On "The Lawyer's Guide to Family Business Succession Planning"

My book, “The Lawyer’s Guide to Family Business Succession Planning: A Step-by-Step Approach for Lawyers, Business Owners, and Advisors,” is now available from the publisher, the American Bar Association, Business Law Section. Here is the link: https://www.americanbar.org/products/inv/book/401507619/.  This post describes the book’s purpose, summarizes the book’s content, and provides guidance on how the book can help.

What is the book’s purpose?

The book is a step-by-step manual on how to develop and implement a plan for the succession of ownership and management of a family-owned business. It focuses primarily on succession within the family, but the book also provides instruction for succession planning in the context of uncertainty about whether the business will remain in the family.

The book has several guiding principles:

First, the key to sustaining a family-owned business after transition to the next generation is developing a governance structure that will be best suited to serve the new ownership group.

Second—and obvious from the first point—family business succession planning involves much more than simply avoiding probate and reducing estate taxes.

Third, the family business succession planning process can yield immediate economic benefits for the business and its owners, including greater tax efficiencies, new opportunities arising out of an enhanced governing or advisory board, and more productive uses of non-business assets.

Finally, the senior owners should have a viable and secure economic plan for retirement before they engage in aggressive transfers of family business equity or other wealth to the next generation.

What is the book’s content?

The book is written in a straightforward, instructional style.  It is pithy, not chatty.  It includes brief examples, but no anecdotes or case studies. It is written for busy people who are reading at their desk, not on a beach.

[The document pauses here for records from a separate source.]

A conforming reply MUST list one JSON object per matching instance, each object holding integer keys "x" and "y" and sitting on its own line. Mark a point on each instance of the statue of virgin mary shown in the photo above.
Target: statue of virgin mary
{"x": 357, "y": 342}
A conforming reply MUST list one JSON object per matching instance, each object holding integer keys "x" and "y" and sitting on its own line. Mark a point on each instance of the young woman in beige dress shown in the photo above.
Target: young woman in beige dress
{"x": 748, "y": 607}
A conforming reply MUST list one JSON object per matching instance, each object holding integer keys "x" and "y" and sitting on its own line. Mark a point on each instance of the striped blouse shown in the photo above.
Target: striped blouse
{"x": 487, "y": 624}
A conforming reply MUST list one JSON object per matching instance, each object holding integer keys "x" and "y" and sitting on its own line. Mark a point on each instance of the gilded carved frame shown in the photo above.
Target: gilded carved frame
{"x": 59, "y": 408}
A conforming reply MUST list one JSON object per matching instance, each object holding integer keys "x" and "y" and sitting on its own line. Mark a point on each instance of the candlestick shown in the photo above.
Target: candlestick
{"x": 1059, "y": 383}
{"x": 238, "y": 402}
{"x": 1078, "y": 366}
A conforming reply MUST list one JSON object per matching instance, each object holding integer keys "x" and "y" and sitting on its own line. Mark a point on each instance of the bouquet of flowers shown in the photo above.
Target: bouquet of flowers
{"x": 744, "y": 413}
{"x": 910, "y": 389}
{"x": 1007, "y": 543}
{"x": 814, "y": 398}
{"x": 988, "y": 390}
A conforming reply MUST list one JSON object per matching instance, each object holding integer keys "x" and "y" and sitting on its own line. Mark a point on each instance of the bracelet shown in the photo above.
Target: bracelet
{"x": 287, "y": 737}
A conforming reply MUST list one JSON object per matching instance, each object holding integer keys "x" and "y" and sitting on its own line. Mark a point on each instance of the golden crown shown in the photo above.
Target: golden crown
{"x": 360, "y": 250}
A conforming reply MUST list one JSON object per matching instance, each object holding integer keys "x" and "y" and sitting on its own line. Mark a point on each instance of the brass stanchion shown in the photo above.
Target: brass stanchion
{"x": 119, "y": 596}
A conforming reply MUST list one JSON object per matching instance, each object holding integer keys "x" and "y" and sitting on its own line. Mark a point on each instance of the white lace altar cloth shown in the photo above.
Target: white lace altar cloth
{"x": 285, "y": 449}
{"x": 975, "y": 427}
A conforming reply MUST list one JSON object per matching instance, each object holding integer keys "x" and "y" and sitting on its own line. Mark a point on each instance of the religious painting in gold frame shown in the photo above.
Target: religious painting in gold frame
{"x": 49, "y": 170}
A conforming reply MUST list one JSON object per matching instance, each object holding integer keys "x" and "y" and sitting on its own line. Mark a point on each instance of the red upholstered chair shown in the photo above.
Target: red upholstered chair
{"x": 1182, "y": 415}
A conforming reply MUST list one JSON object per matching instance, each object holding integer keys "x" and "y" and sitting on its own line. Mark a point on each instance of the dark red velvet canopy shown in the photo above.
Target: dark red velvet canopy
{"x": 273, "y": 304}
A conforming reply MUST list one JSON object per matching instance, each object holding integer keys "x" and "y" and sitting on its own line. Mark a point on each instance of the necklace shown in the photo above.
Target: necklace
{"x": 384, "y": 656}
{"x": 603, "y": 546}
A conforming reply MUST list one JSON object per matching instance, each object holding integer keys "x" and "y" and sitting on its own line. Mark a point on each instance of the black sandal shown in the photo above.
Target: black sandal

The first chapter is an overview of the material.  The rest of the chapters focus on particular tasks in sequential order.  Each chapter is organized as an outline, with section headings and subsection headings. The paragraphs are short and to the point.  The book has appendices that can be used as outlines or checklists for the planning process.

The substantive chapters address the following subjects:

●    The lawyer’s role and duties in representing the business and the owners, including potential conflicts of interest.

●    Business valuation, including objective economic value and the subjective value to the owners’ successors.

●    Business continuation planning to prevent a loss of value if a senior generation owner is incapacitated or dies before the succession plan can be completed or implemented.

●    Business restructuring to capture tax efficiencies and facilitate succession planning mechanisms and results that are tailored to the family’s circumstances and objectives.

●    Establishing governance structures and ownership rights that will be most appropriate and effective during and after transition of ownership to the next generation.

●    Key contracts, including contracts with family members and contracts with third parties that might affect or be affected by ownership succession.

●    Senior owners’ estate planning, to ensure that the estate plan is consistent with, and specific about, the succession plan.

●    Senior owners’ retirement planning, to ensure that they will be financially secure after they exit the business.

●    Lifetime wealth transfers, particularly involving tax efficient means of transferring ownership interests consistent with the succession plan.

How can the book help?

The book is written primarily from a lawyer’s perspective, and it will be particularly helpful to lawyers, but the book also can provide guidance and insight to business owners and their other advisors about how to work with the lawyer to develop a thorough and effective family business succession plan.

The book explicitly encourages the lawyer to collaborate with the clients’ other advisors, particularly their accountants and investment advisors. This book can help those other advisors improve succession planning by adding ideas and refinements from their own areas of expertise. Generally, the clients’ lawyer and accountant will produce a better succession plan working together than the lawyer working alone. Similarly, the timely advice of investment advisors, valuation professionals, insurance advisors, and other financial service providers can produce a better plan.

The book also will help family business owners be better prepared to work on each step of the succession planning process.  The book is in the nature of a technical manual, but I have tried to explain the technical concepts in terms that business owners and other lay people can understand.

I have created this blog as a place where I can further explain concepts in the book.  I encourage business owners who read the book to send me any questions they may have, and I will try to answer those questions in this blog (without identifying who asked the question, except with permission).  Please send your questions to me at gmonday@reinhartlaw.com, and include the words “Question for Monday’s Blog” in the subject line.

If the book helps family businesses thrive and contributes to the quality of life for the owners and their families, it will serve its ultimate purpose.